Oscar Wilde and the Joys of Smoking

In his account of the life and times of Oscar Wilde – which is witty and intelligent enough to match the man himself – Matthew Sturgis takes a look at the smoking habits of the 19th century’s most renowned dandy.

‘Do you smoke?’ Lady Bracknell inquires sternly of Jack Worthing, inThe Importance of Being Earnest,assessing his suitability as a suitor for her daughter’s hand.

‘Well, yes,’ he replies. ‘I must admit I smoke.’

‘I am glad to hear it,’ Lady B rejoins. ‘A man should always have an occupation of some kind. There are far too many idle young men in London as it is.’

Wilde, himself, was certainly not idle when it came to smoking. He recognised that, like all pleasures, it was something to be taken seriously. He devoted time, money and wit to matter. And, indeed, his whole career – from early promise, through initial frustrations, eventual success, and disastrous fall, to unchastened exile and early death – has to be followed through clouds of smoke.
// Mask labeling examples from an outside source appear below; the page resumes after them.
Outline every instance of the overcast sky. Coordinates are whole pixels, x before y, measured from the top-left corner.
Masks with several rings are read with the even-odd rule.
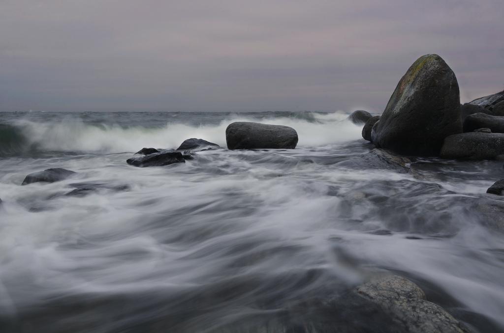
[[[0,111],[382,111],[437,53],[504,88],[503,0],[0,0]]]

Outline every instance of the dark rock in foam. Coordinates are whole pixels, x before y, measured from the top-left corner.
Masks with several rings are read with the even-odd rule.
[[[489,128],[492,133],[504,133],[504,117],[491,116],[481,112],[469,115],[464,121],[463,128],[464,132]]]
[[[146,166],[162,166],[174,163],[185,163],[182,153],[179,151],[155,152],[145,156],[132,157],[126,160],[128,164],[144,168]]]
[[[497,181],[486,190],[487,193],[502,195],[504,194],[504,179]]]
[[[187,139],[182,142],[180,145],[177,148],[177,150],[191,150],[193,149],[210,149],[213,148],[220,148],[217,143],[210,142],[203,139],[197,139],[191,138]]]
[[[489,128],[478,128],[473,131],[473,132],[478,132],[479,133],[491,133],[492,130]]]
[[[472,132],[445,139],[440,156],[461,159],[495,159],[504,154],[504,133]]]
[[[464,107],[471,112],[469,114],[482,112],[492,116],[504,116],[504,91],[477,98]]]
[[[348,120],[355,125],[365,124],[368,119],[372,117],[370,113],[363,110],[354,111],[348,116]]]
[[[371,138],[371,130],[376,122],[380,120],[380,116],[371,117],[364,124],[364,127],[362,127],[362,137],[364,138],[364,140],[372,142]]]
[[[25,178],[21,185],[26,185],[38,182],[54,183],[54,182],[59,182],[75,175],[76,173],[71,170],[59,168],[47,169],[43,171],[30,174]]]
[[[142,148],[141,149],[135,153],[136,154],[142,154],[142,155],[149,155],[153,154],[155,152],[159,152],[155,148]]]
[[[376,146],[437,155],[447,136],[462,132],[457,78],[436,54],[418,58],[399,81],[371,139]]]
[[[295,130],[279,125],[236,122],[226,129],[226,141],[230,149],[294,149],[297,140]]]

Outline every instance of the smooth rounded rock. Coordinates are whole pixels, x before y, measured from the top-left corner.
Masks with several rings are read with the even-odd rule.
[[[382,278],[356,288],[360,296],[377,304],[401,331],[468,333],[471,331],[440,306],[425,300],[418,286],[398,276]]]
[[[492,133],[504,133],[504,117],[479,112],[469,115],[464,121],[464,132],[474,132],[479,128],[489,128]]]
[[[504,116],[504,91],[487,96],[477,98],[464,105],[469,105],[468,110],[477,110],[477,112],[482,112],[492,116]],[[476,113],[476,112],[472,112]]]
[[[204,150],[220,148],[217,143],[210,142],[203,139],[191,138],[182,142],[177,148],[177,150],[192,150],[193,149]]]
[[[280,125],[236,122],[226,129],[226,142],[230,149],[294,149],[297,132]]]
[[[348,120],[355,125],[365,124],[367,120],[372,117],[372,115],[363,110],[357,110],[348,116]]]
[[[427,54],[399,81],[371,135],[376,146],[398,153],[435,156],[445,137],[461,132],[457,78],[441,57]]]
[[[372,139],[371,138],[371,130],[376,122],[380,120],[380,116],[371,117],[364,124],[364,127],[362,127],[362,137],[364,140],[372,142]]]
[[[497,195],[504,195],[504,179],[494,183],[493,185],[486,190],[486,193]]]
[[[155,152],[159,152],[159,150],[158,150],[155,148],[142,148],[135,153],[148,155],[149,154],[153,154]]]
[[[76,173],[60,168],[46,169],[43,171],[30,174],[23,181],[22,185],[27,185],[33,183],[54,183],[67,179],[75,175]]]
[[[495,159],[504,154],[504,133],[472,132],[450,135],[440,154],[444,158]]]
[[[491,133],[492,130],[489,128],[478,128],[473,132],[478,132],[479,133]]]
[[[185,160],[182,153],[179,151],[166,151],[132,157],[126,160],[126,162],[135,166],[145,168],[163,166],[174,163],[185,163]]]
He seems to have discovered the joys of tobacco as an undergraduate at Oxford. His boarding school in Ireland had been fiercely anti-smoking, even going to the length of printing ‘pledge’ cards for the pupils, stating: ‘I faithfully promise that as long as I am a Pupil at Portora, I shall never Smoke.’ Wilde’s Oxford contemporaries, though, recalled how, at the jolly parties he hosted in his college rooms, he would provide not only bowls of punch but also ‘long churchwarden pipes with a brand of choice tobacco’. They stimulated both merriment and wit.

For Wilde, nothing was ever done by half measures. When one young friend excused himself for being a non-smoker with the observation that he was ‘missing thereby what was, no doubt, good in moderation’, Wilde corrected him: ‘Ah Badley, nothing is good in moderation. You cannot know the good in anything till you have torn the heart out of it by excess.’

Amongst the various tobacco products available to him – pipes, cigars, cigarettes – Wilde soon settled upon the last. Cigarettes were chic, modern, and relatively expensive. (‘Give me the luxuries, anyone can have the necessities' was one of Wilde’s enduring maxims.) They also did not last too long. ‘A cigarette,’ he would in due course declare, ‘is the type of a perfect pleasure. It is exquisite and it leaves one unsatisfied.’